Habermas dirá que a evolução das sociedades acabou exigindo demais da ação comunicativa para mediar situações e integrar a sociedade, ao ponto que a ação comunicativa não suportou o excesso de trabalho, sobrecarregou e acabou permitindo a interferência daquilo que o filósofo chama de Sistema.

O Sistema é uma forma de integração do tipo sistêmica, baseada em mecanismos autorregulados que vão além das consciências individuais dos atores sociais. Ele se utiliza da ação estratégica (meios para fins) e seus principais agentes são o Mercado e a Burocracia.

Quando o sistema “se mete” em assuntos que deveriam pertencer exclusivamente ao mundo da vida, surge aquilo que Habermas chama de colonização do mundo da vida. 

No exemplo do pai e filho, o pai pode usar da sua autoridade paterna, garantida pela burocracia (lei) para obrigar o filho a obedecê-lo. Outra “solução” é ameaçá-lo com corte de mesada (Mercado) porque sabe que o filho “depende” do dinheiro para se divertir.

Em ambos os casos, o pai se utiliza de uma solução rápida para o seu problema porque não teria tempo ou disposição para o diálogo e chegar ao consenso necessário.

O dinheiro deveria ficar restrito ao ambiente econômico e o poder ao ambiente político. Porém, eles acabam interferindo no ambiente familiar, que deveria ser exclusivo da ação comunicativa.

Dessa forma, quando se utilizar o Poder ou o Dinheiro para resolver as questões sociais ou se privilegia o Poder ou Dinheiro nas tomadas de decisão, existe uma apropriação do mundo da vida por parte do sistema.

Exemplos Sociais

Na minha cidade (e eu acredito que em todas do Brasil), pagamos uma taxa de iluminação pública. Porém, em muitas ruas interioranas vemos que faltam postes de luz ou se faz necessária a troca de lâmpadas e os moradores não conseguem exigir soluções fáceis, precisando abrir protocolos sem prazo em prefeituras ou companhias de iluminação.
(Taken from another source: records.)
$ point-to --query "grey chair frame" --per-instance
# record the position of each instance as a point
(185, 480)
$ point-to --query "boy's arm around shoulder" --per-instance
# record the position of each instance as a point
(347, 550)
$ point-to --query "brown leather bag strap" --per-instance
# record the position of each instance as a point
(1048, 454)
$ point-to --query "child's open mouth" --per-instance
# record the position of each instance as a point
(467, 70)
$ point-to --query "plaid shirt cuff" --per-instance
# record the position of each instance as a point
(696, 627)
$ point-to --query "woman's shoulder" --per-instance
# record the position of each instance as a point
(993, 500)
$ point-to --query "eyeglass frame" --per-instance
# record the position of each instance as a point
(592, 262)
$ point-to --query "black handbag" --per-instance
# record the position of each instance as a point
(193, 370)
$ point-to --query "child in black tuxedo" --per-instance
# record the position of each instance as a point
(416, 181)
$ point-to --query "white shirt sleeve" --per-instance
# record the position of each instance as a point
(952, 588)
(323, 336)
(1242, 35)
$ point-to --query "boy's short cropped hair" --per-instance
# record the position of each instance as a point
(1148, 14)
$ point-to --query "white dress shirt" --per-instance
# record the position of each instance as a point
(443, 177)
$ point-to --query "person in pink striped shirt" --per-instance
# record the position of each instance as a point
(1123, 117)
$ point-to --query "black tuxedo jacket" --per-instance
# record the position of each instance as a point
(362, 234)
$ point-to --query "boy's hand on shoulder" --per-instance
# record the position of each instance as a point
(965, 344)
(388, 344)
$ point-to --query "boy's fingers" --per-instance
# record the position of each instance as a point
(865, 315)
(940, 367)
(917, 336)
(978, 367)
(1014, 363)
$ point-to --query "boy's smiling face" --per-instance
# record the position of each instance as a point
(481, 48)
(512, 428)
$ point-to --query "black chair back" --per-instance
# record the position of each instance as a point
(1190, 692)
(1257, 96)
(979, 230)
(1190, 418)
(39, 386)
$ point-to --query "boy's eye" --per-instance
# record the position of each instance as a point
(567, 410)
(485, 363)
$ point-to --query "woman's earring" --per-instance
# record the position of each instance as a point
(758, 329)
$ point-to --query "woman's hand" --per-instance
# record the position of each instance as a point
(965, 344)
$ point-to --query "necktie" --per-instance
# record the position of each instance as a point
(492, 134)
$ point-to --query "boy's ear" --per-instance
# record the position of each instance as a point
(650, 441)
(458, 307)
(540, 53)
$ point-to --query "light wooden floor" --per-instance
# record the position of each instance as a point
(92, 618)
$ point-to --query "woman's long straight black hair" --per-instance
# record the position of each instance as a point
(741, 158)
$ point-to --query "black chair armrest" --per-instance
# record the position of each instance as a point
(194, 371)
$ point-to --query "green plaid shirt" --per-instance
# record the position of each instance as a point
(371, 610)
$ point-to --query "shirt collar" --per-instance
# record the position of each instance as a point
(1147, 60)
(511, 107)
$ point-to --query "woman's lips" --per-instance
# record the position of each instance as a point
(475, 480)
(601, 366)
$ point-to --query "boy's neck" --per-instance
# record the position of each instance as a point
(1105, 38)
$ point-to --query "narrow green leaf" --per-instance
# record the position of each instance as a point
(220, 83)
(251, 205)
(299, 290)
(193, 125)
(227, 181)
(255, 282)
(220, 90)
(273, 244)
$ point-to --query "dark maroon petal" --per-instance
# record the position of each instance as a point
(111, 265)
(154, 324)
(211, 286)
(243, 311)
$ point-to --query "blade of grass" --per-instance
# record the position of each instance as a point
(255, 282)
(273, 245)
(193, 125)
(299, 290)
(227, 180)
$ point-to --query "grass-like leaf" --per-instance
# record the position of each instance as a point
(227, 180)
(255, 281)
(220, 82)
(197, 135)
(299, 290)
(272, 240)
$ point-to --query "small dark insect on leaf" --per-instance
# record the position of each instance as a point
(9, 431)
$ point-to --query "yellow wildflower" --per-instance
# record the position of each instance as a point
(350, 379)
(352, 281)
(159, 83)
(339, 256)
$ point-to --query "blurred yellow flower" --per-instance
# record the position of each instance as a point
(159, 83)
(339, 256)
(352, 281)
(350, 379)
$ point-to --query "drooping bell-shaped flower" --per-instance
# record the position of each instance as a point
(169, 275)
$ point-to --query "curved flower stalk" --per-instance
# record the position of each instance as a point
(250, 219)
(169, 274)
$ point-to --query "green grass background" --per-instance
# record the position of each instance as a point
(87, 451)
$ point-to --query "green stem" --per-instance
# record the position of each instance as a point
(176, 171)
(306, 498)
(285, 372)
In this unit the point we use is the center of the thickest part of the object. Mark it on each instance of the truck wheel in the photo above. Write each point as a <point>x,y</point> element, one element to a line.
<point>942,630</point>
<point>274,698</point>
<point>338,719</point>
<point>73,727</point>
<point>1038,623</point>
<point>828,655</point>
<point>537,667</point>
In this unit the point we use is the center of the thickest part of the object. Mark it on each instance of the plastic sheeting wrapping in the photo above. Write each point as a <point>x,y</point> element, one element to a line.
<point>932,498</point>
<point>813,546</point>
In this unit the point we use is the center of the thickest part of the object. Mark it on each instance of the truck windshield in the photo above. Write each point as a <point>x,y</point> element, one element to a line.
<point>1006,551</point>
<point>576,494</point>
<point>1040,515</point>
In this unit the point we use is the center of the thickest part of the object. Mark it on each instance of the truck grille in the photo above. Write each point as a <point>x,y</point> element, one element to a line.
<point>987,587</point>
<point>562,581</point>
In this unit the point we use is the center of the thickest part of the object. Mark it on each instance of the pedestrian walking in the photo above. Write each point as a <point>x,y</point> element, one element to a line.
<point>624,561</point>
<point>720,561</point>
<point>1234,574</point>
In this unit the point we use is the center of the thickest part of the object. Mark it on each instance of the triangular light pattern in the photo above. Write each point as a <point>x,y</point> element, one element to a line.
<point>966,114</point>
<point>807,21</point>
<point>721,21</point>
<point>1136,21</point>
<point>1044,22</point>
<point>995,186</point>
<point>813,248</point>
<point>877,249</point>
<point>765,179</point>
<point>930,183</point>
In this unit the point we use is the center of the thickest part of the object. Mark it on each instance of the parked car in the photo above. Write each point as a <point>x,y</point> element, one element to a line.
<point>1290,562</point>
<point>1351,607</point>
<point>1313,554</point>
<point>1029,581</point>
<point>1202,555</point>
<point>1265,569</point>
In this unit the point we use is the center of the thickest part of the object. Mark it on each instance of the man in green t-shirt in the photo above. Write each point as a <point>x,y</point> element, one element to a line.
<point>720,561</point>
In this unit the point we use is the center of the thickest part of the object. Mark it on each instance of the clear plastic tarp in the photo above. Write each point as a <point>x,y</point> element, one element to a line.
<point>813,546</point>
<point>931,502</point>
Ao mesmo tempo, áreas turísticas e centrais estão sempre iluminadas. Isso mostra como existe um desequilíbrio dentro da sociedade, em que interesses de alguns são atendidos e de outros não.

Novamente na minha cidade, a taxa mínima de água é altíssima, sendo que a maioria das casas não tem sistema de esgoto. O argumento é que o sistema de esgoto existe e está funcionando (mesmo que atendendo uma pequena quantidade de casas) e que existem muitos “gatos” (uso de água desviada). Porém, essa solução só visa o dinheiro para equilibrar as contas da prestação do serviço e ignora a real necessidade de universalizar o tratamento de esgoto e agir contra os desvios. Do jeito que é feito, quem se prejudica é quem é honesto. Para piorar, não se tem a quem recorrer para reclamar e solucionar o problema, já que as autoridades sabem e não fazem nada.

Ação Comunicativa Descomplicada: Solução pela Solidariedade

O caminho para solucionar o problema atualmente estabelecido é a retomada da utilização da ação comunicativa nas questões pertinentes ao mundo da vida.

A solidariedade é vista pelo filósofo como o melhor recurso para satisfazer as necessidades de governo, no lugar do dinheiro e do poder.

Utilizando-se o princípio da solidariedade, as decisões de cunho social serão tomadas com base no diálogo e na reflexão adequada sobre os temas a serem debatidos, tudo isso em um ambiente equilibrado e igualitário, onde ninguém se sente coagido ou pressionado, e pode expor sua opinião sem constrangimentos. 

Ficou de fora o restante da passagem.